Like anyone, I had tried before. I had crosses my legs and touched my fingers together, focusing intently, like the Ninja Turtles huddled around the campfire as they summon the spirit of Master Splinter. I closed my eyes, trying to drift off to some cosmic plain, while I repeat a mantra, over and over until my ears rang.
I always thought that meditation meant focusing on something as hard as you could. For me, I always focused on my goals, pumping positive affirmations about my hockey ability, and that I can accomplish my dreams and ambitions.

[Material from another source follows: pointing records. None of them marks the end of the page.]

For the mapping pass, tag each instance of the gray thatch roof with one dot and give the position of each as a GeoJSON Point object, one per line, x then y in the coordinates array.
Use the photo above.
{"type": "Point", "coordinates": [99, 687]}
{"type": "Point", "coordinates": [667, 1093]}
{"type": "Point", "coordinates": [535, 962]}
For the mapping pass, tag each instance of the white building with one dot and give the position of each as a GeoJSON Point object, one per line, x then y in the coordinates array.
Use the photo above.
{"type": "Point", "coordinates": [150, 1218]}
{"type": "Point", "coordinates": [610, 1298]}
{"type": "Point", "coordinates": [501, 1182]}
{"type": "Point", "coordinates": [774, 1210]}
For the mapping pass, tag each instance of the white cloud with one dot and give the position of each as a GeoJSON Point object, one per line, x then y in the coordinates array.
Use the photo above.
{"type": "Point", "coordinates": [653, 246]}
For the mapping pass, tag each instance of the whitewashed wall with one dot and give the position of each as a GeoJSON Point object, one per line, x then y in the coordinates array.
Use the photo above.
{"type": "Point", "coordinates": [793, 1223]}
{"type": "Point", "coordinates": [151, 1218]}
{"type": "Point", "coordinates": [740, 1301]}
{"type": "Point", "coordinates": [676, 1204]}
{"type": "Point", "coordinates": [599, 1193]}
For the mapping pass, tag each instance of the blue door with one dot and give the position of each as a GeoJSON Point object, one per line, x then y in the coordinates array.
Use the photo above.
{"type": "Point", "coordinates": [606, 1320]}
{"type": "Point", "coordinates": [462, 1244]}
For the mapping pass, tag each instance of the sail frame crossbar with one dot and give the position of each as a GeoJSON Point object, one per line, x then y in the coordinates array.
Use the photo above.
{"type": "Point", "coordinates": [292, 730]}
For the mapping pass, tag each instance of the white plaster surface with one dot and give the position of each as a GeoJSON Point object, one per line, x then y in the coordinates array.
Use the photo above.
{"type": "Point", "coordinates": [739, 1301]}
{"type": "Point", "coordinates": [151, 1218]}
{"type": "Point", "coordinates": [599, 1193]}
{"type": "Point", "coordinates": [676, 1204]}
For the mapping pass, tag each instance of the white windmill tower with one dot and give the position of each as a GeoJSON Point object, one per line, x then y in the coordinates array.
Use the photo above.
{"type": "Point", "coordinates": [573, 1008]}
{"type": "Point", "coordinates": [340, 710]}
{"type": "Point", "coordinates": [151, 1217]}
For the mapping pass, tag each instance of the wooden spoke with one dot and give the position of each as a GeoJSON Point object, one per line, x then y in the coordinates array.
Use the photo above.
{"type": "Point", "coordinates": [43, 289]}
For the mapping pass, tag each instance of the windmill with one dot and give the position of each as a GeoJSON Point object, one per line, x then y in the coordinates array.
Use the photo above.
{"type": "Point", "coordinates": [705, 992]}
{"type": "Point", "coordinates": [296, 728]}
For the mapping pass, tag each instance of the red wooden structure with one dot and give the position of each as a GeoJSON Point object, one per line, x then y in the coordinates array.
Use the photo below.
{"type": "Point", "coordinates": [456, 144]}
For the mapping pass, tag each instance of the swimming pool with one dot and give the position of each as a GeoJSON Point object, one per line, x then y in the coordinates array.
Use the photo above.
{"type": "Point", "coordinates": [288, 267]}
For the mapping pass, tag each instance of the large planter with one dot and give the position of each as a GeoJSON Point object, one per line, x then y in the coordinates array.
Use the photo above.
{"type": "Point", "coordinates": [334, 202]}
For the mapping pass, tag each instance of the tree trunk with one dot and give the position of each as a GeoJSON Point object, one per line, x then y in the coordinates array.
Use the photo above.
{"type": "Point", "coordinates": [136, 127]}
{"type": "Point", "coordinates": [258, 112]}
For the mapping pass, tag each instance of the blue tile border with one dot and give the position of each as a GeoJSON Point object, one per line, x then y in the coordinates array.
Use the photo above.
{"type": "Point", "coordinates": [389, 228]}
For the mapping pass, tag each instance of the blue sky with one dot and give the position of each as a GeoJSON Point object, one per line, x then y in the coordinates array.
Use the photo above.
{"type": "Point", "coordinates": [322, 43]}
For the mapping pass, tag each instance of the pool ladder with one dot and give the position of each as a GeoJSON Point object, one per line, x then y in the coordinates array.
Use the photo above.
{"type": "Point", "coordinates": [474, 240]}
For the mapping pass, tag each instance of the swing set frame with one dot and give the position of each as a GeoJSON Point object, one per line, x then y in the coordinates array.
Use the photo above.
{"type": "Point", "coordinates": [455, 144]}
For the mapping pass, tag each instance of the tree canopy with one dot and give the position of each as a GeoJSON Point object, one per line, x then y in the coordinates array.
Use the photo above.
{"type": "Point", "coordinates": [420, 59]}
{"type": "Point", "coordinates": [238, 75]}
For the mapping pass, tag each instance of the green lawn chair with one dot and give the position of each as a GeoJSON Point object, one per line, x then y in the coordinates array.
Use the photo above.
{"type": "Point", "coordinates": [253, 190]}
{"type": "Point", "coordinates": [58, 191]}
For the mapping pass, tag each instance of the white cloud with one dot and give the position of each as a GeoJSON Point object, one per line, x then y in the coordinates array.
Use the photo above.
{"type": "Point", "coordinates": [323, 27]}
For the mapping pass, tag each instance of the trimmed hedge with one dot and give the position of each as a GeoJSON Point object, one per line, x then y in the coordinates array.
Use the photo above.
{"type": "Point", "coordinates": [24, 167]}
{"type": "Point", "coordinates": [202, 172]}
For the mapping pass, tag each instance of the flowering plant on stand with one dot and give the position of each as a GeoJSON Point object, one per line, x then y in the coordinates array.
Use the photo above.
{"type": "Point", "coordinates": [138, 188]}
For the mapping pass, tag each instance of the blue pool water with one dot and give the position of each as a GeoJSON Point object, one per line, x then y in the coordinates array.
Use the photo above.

It wasn't until watching the Jon Kabat-Zinn video, that I discovered that the true secret is letting go. Meditation is nothing. It is finding that empty, timeless space where only your breath exists, and your breath seems to have a life force all its own. It goes in, and goes out. In and out.
At first you learn to listen to the breath, to observe it, and get to know it. You pay homage to it, and feel it, and welcome it. Instantly my mind would drift off to my To-Do list, or ingredients I needed to pick up at the grocery store, but every time, I returned to the breath. After a while, I began to feel the ebb and flow of the breath, and it took on an aquatic property, a wave-like drifting mechanism. After some time. I felt my consciousness flash in and out of some kind of room. It was my sanctuary. There was a pool of water there and exposed wood beams and pillars. That's where my breath was. Every time I would lose my grasp on it, and think about an email I had to get out, I would return to the breath and to my sanctuary; the wooden room with the pool of blue water.
Unfortunately, I have fallen out of practice these days, and haven't truly meditated since the summer. But I'm back on board, and I'm going to give it another try tonight. Maybe you are looking for a way to take the edge off to. I'm sharing this video with you, and hope that it brings peace and tranquility into your life. Sometimes we get so caught up in the thick of things that we don't take time to sit and be quiet, and think about nothing, and exist for that time in that empty room, where only your breath resides. Somewhere in that sanctuary is a peace that is attainable with no drugs, chemicals, or destructive forces. This is where I want to be.